ちょっと前になるがマレーシアの病院で胃カメラをのんだ。直接のキッカケは酒を飲んだ夜に妙に気持ち悪くて吐いたら血が混じっていたからだ。実は数年前にも健康診断で十二指腸辺りに影があると言われたまま放置しておいたこともあり『この際覚悟を決めて医者に診てもらおう!』と決心して妻の運転で病院へ向かった。最初に行ったパンタイ病院は日本語の出来るドクターが休暇中で閉まっていた。雨の中、萎えかけた気持ちを奮ってバングサという所にあるジャパン・メディケア・センターに車を走らせた。7年も暮らしていると、普段はあまり日本語に頼らなくても生活は出来るが、病気の時はやはり気が弱くなっていることや、微妙なニュアンスを医師に伝えきれぬが故のトラブル等あっては困るので、少々診療代は高くても日本語の分かるドクターを尋ねてしまうのである。簡単な問診の後ドクターから『心配だったら、今胃カメラのむか?食事はしちゃった?』と、胃薬でも飲むような軽い言い方で訊かれたので、一瞬勢いでその気になったが、やはり胃カメラは苦しいものという先入観のために『心の準備が出来てません』と翌日に実施することにしてもらった。しかし、色々な意味で覚悟をもって臨んだ翌日は想像以上に簡単であった。催眠剤を注射して寝ている間にカメラを挿入し撮影することに同意(サイン)したからである。苦悶の表情で長い管を飲み下す自分を勝手に想い描いていたが、口からカメラを挿入したかしないかのタイミングで寝てしまい、呆気ないほど苦痛はゼロであった。睡眠から目覚めた後は軽いスナックと飲み物を口にして待機し、名前を呼ばれてドクターの部屋へ入る。録画された映像をドクターと一緒に点検し“特に問題はないようだね”とのお墨付きと、記念の体内探検旅行映像CDを頂き全工程の終了であった。 常日頃からマレーシアの医療に関しては危ない噂(幼児に投与するという薬を直前に日本の医師に問い合わせたら劇薬だったのでストップさせたとか、痔の手術で肛門を切り過ぎたとか、何の手術だったか術後に半身不随になったとか・・・)を多々耳にしていて不信感アリアリの自分としては、思い切った決断と積年の懸案を晴らせた思わぬハッピーエンドであった。

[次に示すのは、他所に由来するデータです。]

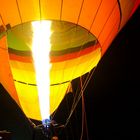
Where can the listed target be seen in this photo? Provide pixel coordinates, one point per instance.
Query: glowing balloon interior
(44, 45)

しかし、ここでハッピーエンドでコラムが終わってしまっては、この駄文集の意味も半減してしまう。今回書きたいのはNO.45の続編だ。医療ミスの疑いを曖昧にして何ら誠意を示さない大病院GleneaglsのCEO Mr.Stuart Packと担当医のDr. Chan Kim Yuenとのやりとりと経緯だ。彼らだって医者として高尚な理念の元に普段は行動していて、大多数の患者を治癒に導き、社会的にも立派な評価を得ている人達だとは想像出来ないこともない。しかし、彼らが我家族にとった態度と行動は“詭弁を弄し”、“時間稼ぎをし”、“事を曖昧にした”と言わざるを得ない。以下がその経緯の続編である。(妻が記録し、私がアイロニカルに怒りを抑えて加筆訂正した内容である。記録が膨大且つ詳細過ぎるので要旨のみとして他は大幅割愛したが、場合によっては匿名にしてある部分を実名にして詳細描写を付加して再公表することもも可能だ。また、時間の経過具合にも是非注目してほしい。如何に病院側の対応がスローかが分かって頂けると思う。)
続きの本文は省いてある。